Although still quite small in Australia, the Indian whisky category has been tipped as a fast growing one, largely thanks to the work of independent retailers.
There are currently only four main single malt distilleries in India, three of which are available in Australia. On our shores we have access to Paul John from Goa and Rampur from Uttar Pradesh (both distributed by SouthTrade International), as well as Amrut from Bangalore (distributed by Alba Whisky).
While there has been little growth in the number of distilleries, Andrew Milne, Brand Manager at SouthTrade International, said the range of products in the category is increasing, and the quality of such products is being highlighted along the way.
“It’s definitely a fast growing category, albeit from only a small number of distilleries. The many recent awards that have been won by Indian whiskies however has helped gain visibility and recognition for these brands,” Milne said.
“Much like Japanese whisky was in the early 2000s, Indian whisky is waiting for its moment to shine, and that time seems to be fast approaching. I’d say it’s currently transitioning from unknown to world renowned.
“With limited distilleries, I think it will still take some time to grow internationally. I doubt it will go the same way as Japanese whisky did, but if anything that’s a good thing for the consumer, ensuring that prices don’t rocket up, preventing bottles from being opened and enjoyed. I definitely think it will be a country that whisky lovers will expect high quality from much like America, Scotland and Ireland.”
While on the cusp of such an expected revolution, the role of independent retailers has and will continue to be of the utmost importance.
“Independent retailers have been vital to growing the category, and have done a superb job. With lesser known brands or countries, the role of the retailer becomes vital in educating consumers and encouraging them to try something outside of their normal habits,” Milne told National Liquor News.
“Offering this confidence in the product has certainly made a strong impact on sales and widens the net of knowledge when it comes to recognising Indian whisky.”
Unlike more well known whisky regions, there isn’t a widespread consumer understanding about what Indian whisky offers. It’s often something new and exciting for people to learn about, an experience which independent retailers are known for.
But its also something that many in the retail space not yet know about too deeply, so Milne gave some background and said: “With so few distilleries producing single malt in India, it’s hard to have a ‘style’ for India as yet.
“Climate certainly plays a huge factor in maturation and style. The humidity results in faster ageing than the likes of Scotland and Ireland, but not too dissimilar to that of some regions within Australia.”
To give an example of how this is illustrated in the products themselves, Milne described one of the Indian whiskies in the SouthTrade International portfolio.
“Paul John uses local, Himalayan barley, which is high in protein and provides and richer mouthfeel and texture to those from Scotland. The quicker maturation rate of Indian whiskies certainly plays into their ‘house style’ however, offering a richer, more ‘up front’ style rather than a very delicate bourbon casks Scotch or Irish whisky for example” he said.
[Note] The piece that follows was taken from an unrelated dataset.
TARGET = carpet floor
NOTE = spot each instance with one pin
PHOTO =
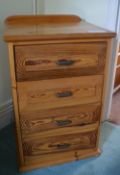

“There’s many similarities, but just as in Scotland and Ireland, the variance is wide and there’s a great deal of experimentation still taking place in India.”
Tips for retailers
With independent retail so core to the potential success of Indian whisky, Milne shared some solid retail tips with National Liquor News that will help businesses capitalise on the growing category.
“Definitely try it, but also talk to your customers about it – whether it’s using minis to drive trial, or having someone in store to help give confident advice to customers. Consumers continue to seek new flavours, styles and regions as this thirst for knowledge continues,” Milne said.
“The range available in Australia can rival some of the best. Whether it’s a light, unpeated style of whisky, a heavily sherried whisky or a big smoky, peated whisky; India has that breadth in its offering. So definitely give it a try.
“If that’s not enough, Paul John is the most awarded distillery in the Southern Hemisphere, that alone will drive intrigue from consumers. Previously, much of the Indian whisky available in Australia has been in the +$80 bracket. The newly released of Paul John Nirvana however, will certainly open up further opportunity to try Indian whisky for the first time. At around $70-75 this is by far the most affordable Indian whisky in Australia.”